Я обняла его, уткнулась лицом в грудь, заливаясь слезами.

- Ну, тише, Кит, тише, - Глеб поцеловал меня в макушку. – Все в порядке. Осторожно, перемажешься сейчас вся в кровище. Дай я сяду, голова кружится.

Он тяжело опустился прямо на тропу. Я замерла в испуге – лицо его было еще бледнее, чем когда он разговаривал с Майей, совершенно белое. Крупные капли пота стекали по лбу, смешиваясь с кровью, сочащейся из ссадин на щеке. Кто-то из китайцев протянул бутылку воды, Глеб сделал несколько глотков. Я оторвала от его майки кусок, намочила, протерла ему лицо, руки.

- Кажется, здорово треснулся, - сказал он, тяжело дыша, провел рукой по затылку и посмотрел на ладонь – она была в крови.

Меня замутило – кошмар, который, казалось, отступил, навалился снова.

- Ничего, сейчас посижу, все пройдет. Какая же ты все-таки… Как я за тебя боялся, Ника! А эта где?

Я оглянулась, Майи нигде не было видно, но мне сейчас было не до нее. Сбежала – и ладно. Век бы ее не видать. А лучше вообще больше никогда.

- Да хрен с ней. Глеб, тебе плохо?

- Нормально, Ника, не… суетись. Все… нормально.
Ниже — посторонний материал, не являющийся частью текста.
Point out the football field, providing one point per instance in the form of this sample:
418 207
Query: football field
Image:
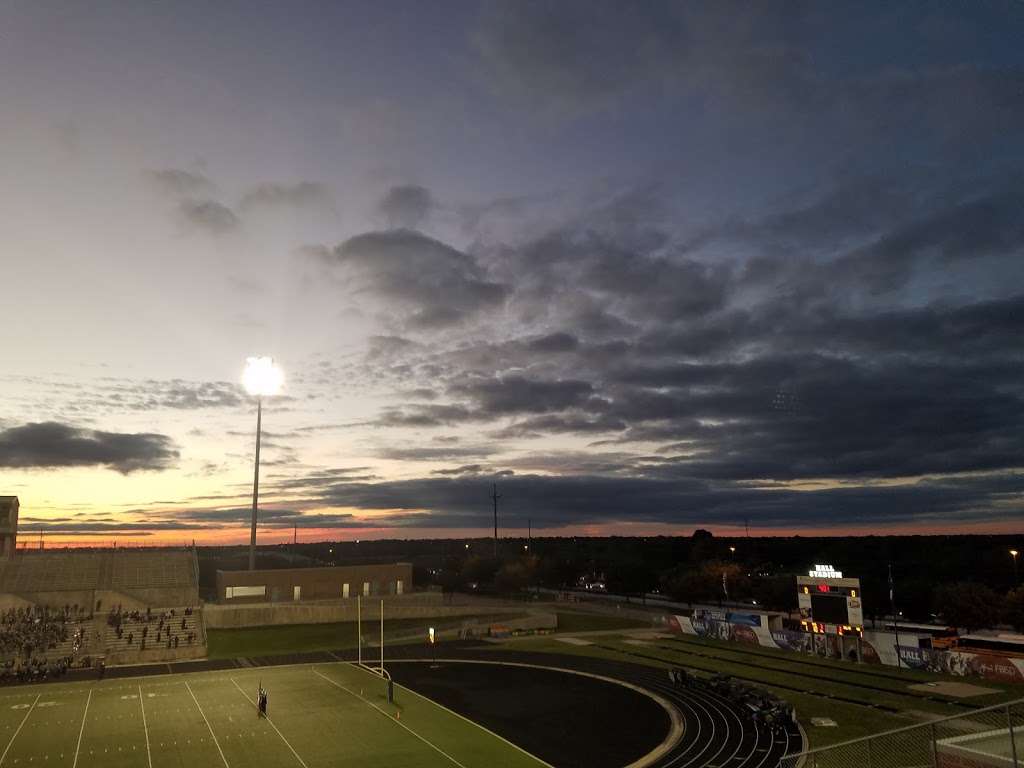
318 716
Глаза у него закрылись, и он потерял сознание. Я тормошила его, звала, хлопала по щекам, набрала в рот воды и брызнула в лицо – ничего не помогало. Пульс на сонной артерии (промелькнуло вспышкой, как вчера я целовала его в шею) бился мелко и часто. Китайцы, сбившись в кучку, залопотали все разом, кто-то предложил позвонить в службу спасения.
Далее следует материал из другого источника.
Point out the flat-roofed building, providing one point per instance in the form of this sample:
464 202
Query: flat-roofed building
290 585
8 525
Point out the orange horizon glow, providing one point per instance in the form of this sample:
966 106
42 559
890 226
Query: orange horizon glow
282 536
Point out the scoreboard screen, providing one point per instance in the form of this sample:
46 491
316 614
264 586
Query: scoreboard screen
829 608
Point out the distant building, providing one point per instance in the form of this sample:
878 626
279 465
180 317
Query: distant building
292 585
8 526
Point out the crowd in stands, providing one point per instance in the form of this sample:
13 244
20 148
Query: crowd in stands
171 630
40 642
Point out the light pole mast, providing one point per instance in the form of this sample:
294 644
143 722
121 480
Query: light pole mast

- Сайленс! – рявкнула я, да так, что они разом замолчали и отступили на пару шагов.

Благодаря небеса за липучку, я расстегнула карман на шортах Глеба и достала телефон, который завопил у меня в руках. На экране высветилось: Bran.

- Бранко, это я, Ника, - сказала я, нажав на кнопку соединения.

- Что там у вас? Отец мне сказал…

Не дав ему договорить, я начала рассказывать. Горло перехватывало спазмами, но я встала и изо всех сил впилась ногтями в ладонь, чтобы перекрыть истерику на подступах.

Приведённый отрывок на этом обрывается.